Converting Spherical Equations to Cylindrical and Rectangular

[DeadxBunny]

Question:

(Note: p=rho and o=phi)
Convert p(1-2cos^2(o))=-psin^2(o) into cylindrical and rectangular coordinates and describe or sketch the surface.

The part that I don't know how to do is converting the spherical equation into cylindrical or rectangular coordinates. I know all the equations like x=psin(o)cos(theta) and y=psin(o)sin(theta) but I don't see how I can manipulate the given equation so that I could use those equations. Any help would be greatly appreciated!

 

[cepheid]

You posted in the Calculus section as well.

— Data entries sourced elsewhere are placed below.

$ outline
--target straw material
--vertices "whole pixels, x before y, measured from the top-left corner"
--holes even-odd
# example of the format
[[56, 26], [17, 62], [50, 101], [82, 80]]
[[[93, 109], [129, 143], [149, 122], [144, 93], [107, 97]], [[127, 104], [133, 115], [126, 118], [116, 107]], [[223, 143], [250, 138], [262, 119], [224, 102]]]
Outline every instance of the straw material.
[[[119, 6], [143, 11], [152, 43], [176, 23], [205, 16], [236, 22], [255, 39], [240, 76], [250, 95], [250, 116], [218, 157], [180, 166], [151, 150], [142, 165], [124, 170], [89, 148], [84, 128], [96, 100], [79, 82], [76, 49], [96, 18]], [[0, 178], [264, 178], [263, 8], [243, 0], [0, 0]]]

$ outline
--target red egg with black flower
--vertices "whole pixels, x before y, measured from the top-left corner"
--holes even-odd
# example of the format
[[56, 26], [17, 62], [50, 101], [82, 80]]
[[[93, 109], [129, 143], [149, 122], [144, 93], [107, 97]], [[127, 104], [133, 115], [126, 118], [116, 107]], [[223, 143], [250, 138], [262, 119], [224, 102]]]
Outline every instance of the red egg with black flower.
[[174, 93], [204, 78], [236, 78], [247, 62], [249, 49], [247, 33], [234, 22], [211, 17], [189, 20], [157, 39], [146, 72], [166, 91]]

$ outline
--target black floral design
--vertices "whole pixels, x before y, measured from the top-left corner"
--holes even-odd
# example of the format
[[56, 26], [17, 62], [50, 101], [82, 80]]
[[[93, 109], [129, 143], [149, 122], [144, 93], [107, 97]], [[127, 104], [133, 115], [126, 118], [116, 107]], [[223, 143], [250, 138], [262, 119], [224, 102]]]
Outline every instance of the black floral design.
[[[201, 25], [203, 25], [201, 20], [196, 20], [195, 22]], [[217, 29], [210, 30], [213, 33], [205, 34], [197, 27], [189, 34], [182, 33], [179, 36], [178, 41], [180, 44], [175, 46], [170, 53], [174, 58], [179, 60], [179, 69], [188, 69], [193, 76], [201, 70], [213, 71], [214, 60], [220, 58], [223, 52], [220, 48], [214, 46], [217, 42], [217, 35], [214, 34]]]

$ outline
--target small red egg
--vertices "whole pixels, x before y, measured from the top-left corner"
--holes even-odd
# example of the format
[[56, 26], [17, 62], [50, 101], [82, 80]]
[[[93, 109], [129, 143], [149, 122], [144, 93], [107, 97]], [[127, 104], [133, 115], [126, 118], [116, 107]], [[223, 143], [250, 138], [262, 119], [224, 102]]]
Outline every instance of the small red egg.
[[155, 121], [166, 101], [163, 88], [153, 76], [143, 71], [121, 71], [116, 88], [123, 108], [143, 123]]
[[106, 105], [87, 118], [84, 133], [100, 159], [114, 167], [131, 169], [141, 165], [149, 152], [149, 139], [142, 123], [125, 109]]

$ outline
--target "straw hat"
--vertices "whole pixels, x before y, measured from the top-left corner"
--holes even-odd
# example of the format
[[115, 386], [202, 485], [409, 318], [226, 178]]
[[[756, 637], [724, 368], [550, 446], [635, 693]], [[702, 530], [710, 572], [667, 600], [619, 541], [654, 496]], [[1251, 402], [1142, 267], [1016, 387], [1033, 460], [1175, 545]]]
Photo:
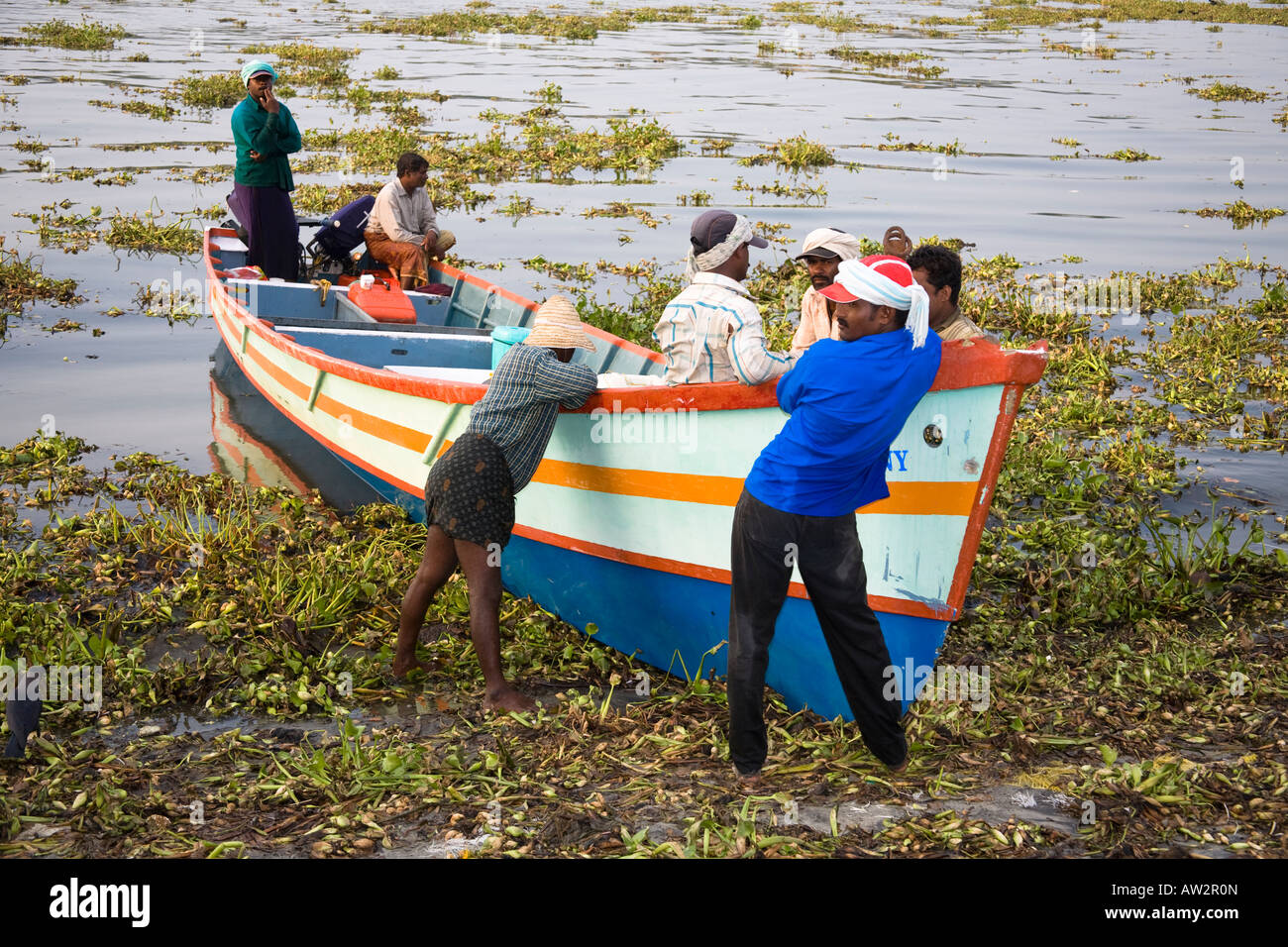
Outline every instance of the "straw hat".
[[582, 331], [577, 307], [568, 296], [550, 296], [541, 304], [541, 308], [537, 309], [537, 318], [532, 322], [532, 331], [528, 332], [523, 344], [545, 345], [553, 349], [595, 350], [595, 343]]

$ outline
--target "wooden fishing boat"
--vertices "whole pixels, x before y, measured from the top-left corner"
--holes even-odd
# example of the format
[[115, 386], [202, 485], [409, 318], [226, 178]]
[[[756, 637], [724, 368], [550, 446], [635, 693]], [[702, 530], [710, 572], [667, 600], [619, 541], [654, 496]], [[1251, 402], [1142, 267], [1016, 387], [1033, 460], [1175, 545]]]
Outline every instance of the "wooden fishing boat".
[[[529, 323], [536, 303], [439, 264], [430, 278], [451, 295], [407, 294], [413, 321], [392, 325], [357, 312], [346, 287], [228, 276], [246, 259], [232, 231], [207, 229], [205, 256], [215, 322], [246, 378], [424, 519], [429, 466], [486, 390], [492, 330]], [[600, 393], [559, 415], [518, 496], [502, 580], [654, 667], [723, 674], [733, 508], [786, 420], [774, 385], [648, 384], [662, 374], [658, 353], [587, 331], [596, 350], [576, 357], [601, 375]], [[895, 666], [933, 666], [962, 612], [1015, 412], [1046, 358], [1045, 344], [945, 345], [933, 389], [890, 447], [890, 497], [857, 513], [868, 600]], [[768, 683], [793, 709], [850, 716], [799, 575]]]

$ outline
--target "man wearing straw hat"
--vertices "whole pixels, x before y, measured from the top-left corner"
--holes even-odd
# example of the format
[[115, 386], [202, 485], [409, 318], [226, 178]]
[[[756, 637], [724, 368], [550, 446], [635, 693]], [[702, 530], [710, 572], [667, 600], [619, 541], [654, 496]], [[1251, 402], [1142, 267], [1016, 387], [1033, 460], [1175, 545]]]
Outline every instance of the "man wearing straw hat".
[[889, 254], [845, 260], [822, 290], [840, 339], [820, 339], [778, 381], [791, 416], [756, 457], [734, 510], [729, 603], [729, 755], [765, 763], [765, 670], [774, 622], [800, 568], [836, 674], [868, 749], [895, 772], [908, 745], [885, 698], [890, 653], [868, 607], [854, 512], [890, 496], [890, 443], [939, 371], [930, 300]]
[[483, 667], [483, 709], [524, 711], [536, 702], [501, 673], [501, 548], [514, 530], [514, 495], [528, 486], [555, 428], [559, 407], [586, 403], [598, 385], [574, 348], [595, 349], [567, 296], [551, 296], [533, 330], [496, 366], [470, 423], [438, 459], [425, 483], [425, 554], [403, 598], [393, 673], [413, 667], [425, 612], [456, 571], [470, 593], [470, 638]]
[[252, 59], [241, 71], [246, 98], [233, 110], [237, 169], [228, 205], [246, 228], [246, 260], [269, 277], [295, 282], [300, 272], [300, 227], [291, 207], [287, 155], [303, 146], [291, 110], [273, 95], [277, 71]]
[[792, 366], [791, 356], [765, 348], [760, 309], [743, 287], [748, 247], [766, 247], [751, 222], [708, 210], [689, 231], [689, 285], [666, 304], [653, 338], [666, 356], [668, 385], [742, 381], [759, 385]]

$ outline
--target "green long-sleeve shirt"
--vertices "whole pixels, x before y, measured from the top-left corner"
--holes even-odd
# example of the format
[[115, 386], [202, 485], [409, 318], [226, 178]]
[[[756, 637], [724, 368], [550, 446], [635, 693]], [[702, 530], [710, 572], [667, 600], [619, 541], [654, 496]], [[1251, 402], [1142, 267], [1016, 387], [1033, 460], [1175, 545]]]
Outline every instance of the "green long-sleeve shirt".
[[[233, 110], [233, 142], [237, 144], [233, 179], [238, 184], [295, 189], [286, 156], [303, 148], [304, 143], [291, 110], [278, 103], [278, 112], [273, 115], [247, 94]], [[251, 158], [251, 151], [258, 151], [264, 160]]]

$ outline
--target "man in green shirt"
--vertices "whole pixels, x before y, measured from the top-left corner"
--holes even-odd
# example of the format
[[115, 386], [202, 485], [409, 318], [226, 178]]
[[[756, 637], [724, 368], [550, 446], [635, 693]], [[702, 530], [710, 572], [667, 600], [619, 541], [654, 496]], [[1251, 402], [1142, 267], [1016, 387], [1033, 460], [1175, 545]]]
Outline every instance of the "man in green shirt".
[[229, 206], [246, 227], [247, 263], [269, 277], [299, 278], [300, 227], [291, 206], [291, 165], [287, 155], [303, 147], [291, 111], [273, 95], [277, 72], [263, 59], [241, 71], [246, 98], [233, 110], [237, 170]]

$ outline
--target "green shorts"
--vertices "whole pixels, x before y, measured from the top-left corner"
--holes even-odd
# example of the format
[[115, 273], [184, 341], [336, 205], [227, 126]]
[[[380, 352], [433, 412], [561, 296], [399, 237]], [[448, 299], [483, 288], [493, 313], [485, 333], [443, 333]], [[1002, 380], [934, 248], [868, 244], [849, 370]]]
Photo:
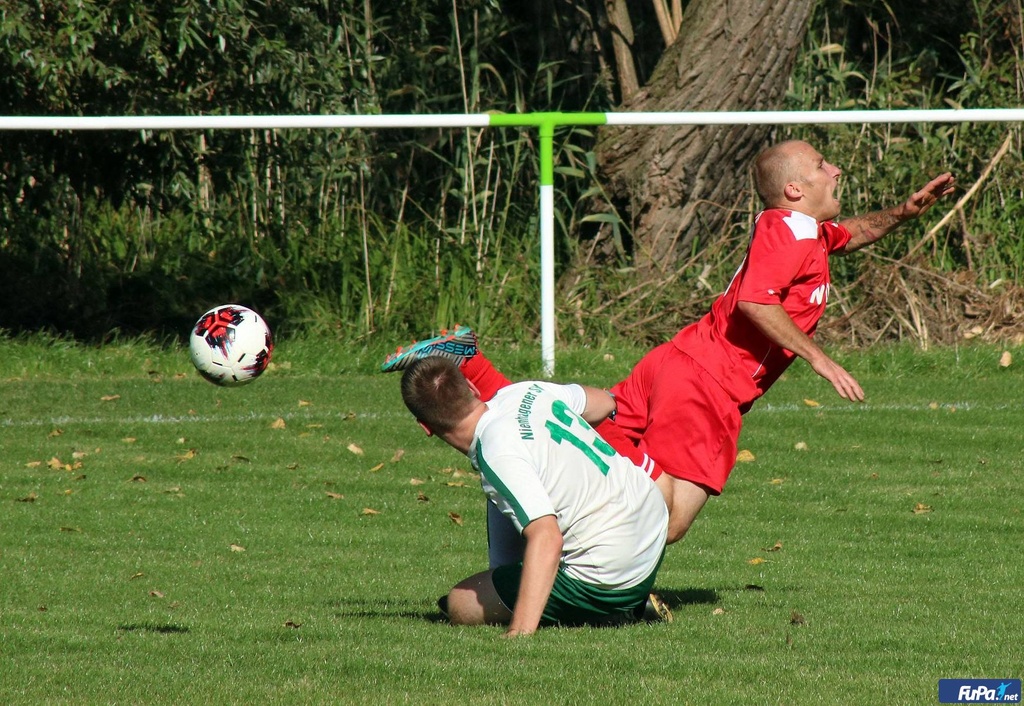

See response there. (just an FYI Cross posting is generally frowned upon...don't want someone to yell at you).

 

[wais]

To convert this spherical equation into cylindrical coordinates, we can use the following relationships:

p = r
o = theta

Substituting these values into the given equation, we get:

r(1-2cos^2(theta)) = -rsin^2(theta)

Next, we can use the relationships between cylindrical and rectangular coordinates:

x = rcos(theta)
y = rsin(theta)

Substituting these values into the equation, we get:

x(1-2y^2) = -y^2

This is the equation in rectangular coordinates. To sketch the surface, we can rearrange the equation to get y as the subject:

y = ±√(x/(2x+1))

This is a hyperbolic curve in the xy-plane. The surface created by this equation would be a cone with its vertex at the origin, extending infinitely in both directions. The base of the cone would be a hyperbolic curve in the xy-plane.